The Avon Breast Health Outreach Program (BHOP) supports community-based organizations to conduct education and outreach to link low-income and uninsured women to routine breast cancer screening. These organizations capture health and demographic information for clients screened as a result of outreach using a standardized Client Intake Form (CIF). Prior research demonstrated higher rates of overall form completion for data collected via audio-computer assisted self-interview (ACASI) versus face-to-face or self-administered paper interview. Advances in tablet computer technology provide additional options and potential advantages for collecting client-level data electronically.

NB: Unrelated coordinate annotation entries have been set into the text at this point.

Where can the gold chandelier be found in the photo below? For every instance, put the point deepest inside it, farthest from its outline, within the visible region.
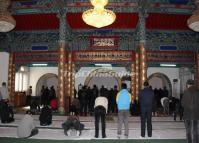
(193, 21)
(99, 16)
(7, 22)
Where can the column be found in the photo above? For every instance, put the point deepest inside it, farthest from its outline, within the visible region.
(11, 78)
(136, 75)
(61, 62)
(142, 51)
(133, 85)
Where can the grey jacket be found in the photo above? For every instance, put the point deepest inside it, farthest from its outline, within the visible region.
(190, 103)
(25, 127)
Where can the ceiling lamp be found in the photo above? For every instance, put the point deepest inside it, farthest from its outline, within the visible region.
(7, 22)
(193, 21)
(99, 16)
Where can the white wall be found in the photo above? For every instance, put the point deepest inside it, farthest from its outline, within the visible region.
(4, 63)
(37, 72)
(171, 73)
(85, 71)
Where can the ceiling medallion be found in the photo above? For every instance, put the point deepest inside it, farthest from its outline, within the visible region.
(99, 16)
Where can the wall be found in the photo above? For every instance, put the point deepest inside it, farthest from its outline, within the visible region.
(37, 72)
(85, 71)
(171, 73)
(4, 63)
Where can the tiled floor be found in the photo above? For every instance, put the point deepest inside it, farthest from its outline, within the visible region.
(163, 128)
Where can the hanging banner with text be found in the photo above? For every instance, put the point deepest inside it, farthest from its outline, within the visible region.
(104, 42)
(104, 56)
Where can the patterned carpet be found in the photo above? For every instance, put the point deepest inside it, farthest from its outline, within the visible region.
(14, 140)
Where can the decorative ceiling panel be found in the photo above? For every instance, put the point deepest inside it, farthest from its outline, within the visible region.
(123, 21)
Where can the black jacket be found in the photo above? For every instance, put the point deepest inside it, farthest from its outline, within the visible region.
(146, 97)
(190, 102)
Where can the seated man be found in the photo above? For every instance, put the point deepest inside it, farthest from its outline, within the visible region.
(27, 127)
(72, 123)
(45, 117)
(6, 112)
(165, 105)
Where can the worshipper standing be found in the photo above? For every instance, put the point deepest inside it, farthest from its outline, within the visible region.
(123, 100)
(100, 110)
(28, 96)
(6, 112)
(4, 93)
(146, 97)
(72, 123)
(27, 127)
(190, 102)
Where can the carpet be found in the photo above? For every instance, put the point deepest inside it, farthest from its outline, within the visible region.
(17, 140)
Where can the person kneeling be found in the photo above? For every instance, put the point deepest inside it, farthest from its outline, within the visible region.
(45, 117)
(27, 127)
(100, 109)
(72, 123)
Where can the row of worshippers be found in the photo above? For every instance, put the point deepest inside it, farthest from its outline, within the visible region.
(190, 102)
(87, 96)
(123, 100)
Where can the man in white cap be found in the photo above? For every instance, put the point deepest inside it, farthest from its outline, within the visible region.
(190, 102)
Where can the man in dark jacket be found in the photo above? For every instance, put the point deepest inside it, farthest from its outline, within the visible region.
(190, 102)
(146, 97)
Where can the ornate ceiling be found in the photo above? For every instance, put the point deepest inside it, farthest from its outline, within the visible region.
(38, 23)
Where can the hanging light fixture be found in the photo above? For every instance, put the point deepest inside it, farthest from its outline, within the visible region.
(193, 21)
(7, 22)
(98, 16)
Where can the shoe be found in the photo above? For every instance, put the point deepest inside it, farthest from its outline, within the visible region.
(119, 136)
(141, 137)
(104, 136)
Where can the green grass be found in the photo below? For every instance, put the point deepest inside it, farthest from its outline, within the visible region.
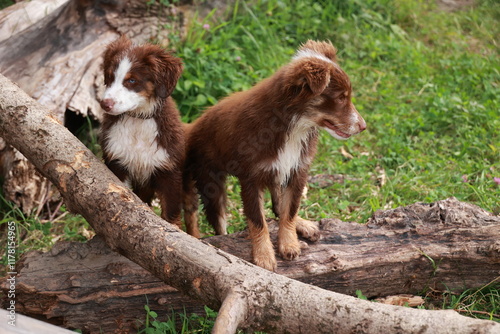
(426, 82)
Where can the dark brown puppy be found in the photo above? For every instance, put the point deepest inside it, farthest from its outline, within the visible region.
(267, 137)
(142, 135)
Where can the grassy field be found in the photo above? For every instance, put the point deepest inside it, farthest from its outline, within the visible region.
(425, 80)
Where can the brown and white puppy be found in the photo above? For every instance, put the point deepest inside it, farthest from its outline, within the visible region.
(267, 137)
(142, 135)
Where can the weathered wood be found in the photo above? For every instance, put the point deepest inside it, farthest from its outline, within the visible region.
(23, 325)
(273, 303)
(85, 286)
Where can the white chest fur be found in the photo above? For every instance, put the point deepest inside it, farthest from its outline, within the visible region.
(290, 156)
(132, 141)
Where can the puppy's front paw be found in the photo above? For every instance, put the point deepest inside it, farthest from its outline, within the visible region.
(289, 251)
(307, 229)
(265, 258)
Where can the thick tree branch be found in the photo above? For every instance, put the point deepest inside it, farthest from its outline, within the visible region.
(274, 303)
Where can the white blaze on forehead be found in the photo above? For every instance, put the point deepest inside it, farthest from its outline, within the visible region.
(133, 142)
(308, 53)
(123, 98)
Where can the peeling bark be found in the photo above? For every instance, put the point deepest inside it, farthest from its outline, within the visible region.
(274, 303)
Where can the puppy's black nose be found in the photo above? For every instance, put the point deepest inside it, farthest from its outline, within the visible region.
(107, 104)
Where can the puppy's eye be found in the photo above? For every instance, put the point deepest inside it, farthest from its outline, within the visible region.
(341, 98)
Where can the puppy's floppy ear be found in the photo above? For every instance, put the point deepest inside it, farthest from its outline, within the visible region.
(310, 74)
(167, 71)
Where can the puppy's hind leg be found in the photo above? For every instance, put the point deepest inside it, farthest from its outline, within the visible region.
(190, 205)
(169, 189)
(262, 248)
(212, 188)
(305, 228)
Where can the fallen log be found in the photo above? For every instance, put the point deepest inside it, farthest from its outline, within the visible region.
(404, 251)
(52, 50)
(246, 296)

To determine if electronic CIF data collection via tablet is a practical alternative to paper-based data collection, and assess the relative administrative burden, advantages and disadvantages for Avon BHOP-funded organizations for each method.


English and Spanish copies of the CIF were created in iSurvey, an application developed for iPad. Currently funded grantees (n = 101) were invited to apply for the pilot; 34 of 38 applicants in 24 states were selected, with priority given to organizations with a majority of English- or Spanish-speaking clients, and greater annual client volume. Pilot sites received a tablet pre-loaded with iSurvey. Grantees received web-based training and individual technical assistance on tablet use, data collection and submission procedures. Avon BHOP staff conducted telephone follow-up to assess organizations’ feedback concerning acceptability to program staff and clients of CIF data collection using the tablet, and effects on data quality and administrative processes relative to paper CIFs. Quality assurance was conducted on all CIFs submitted via iSurvey to identify duplicate or invalid records.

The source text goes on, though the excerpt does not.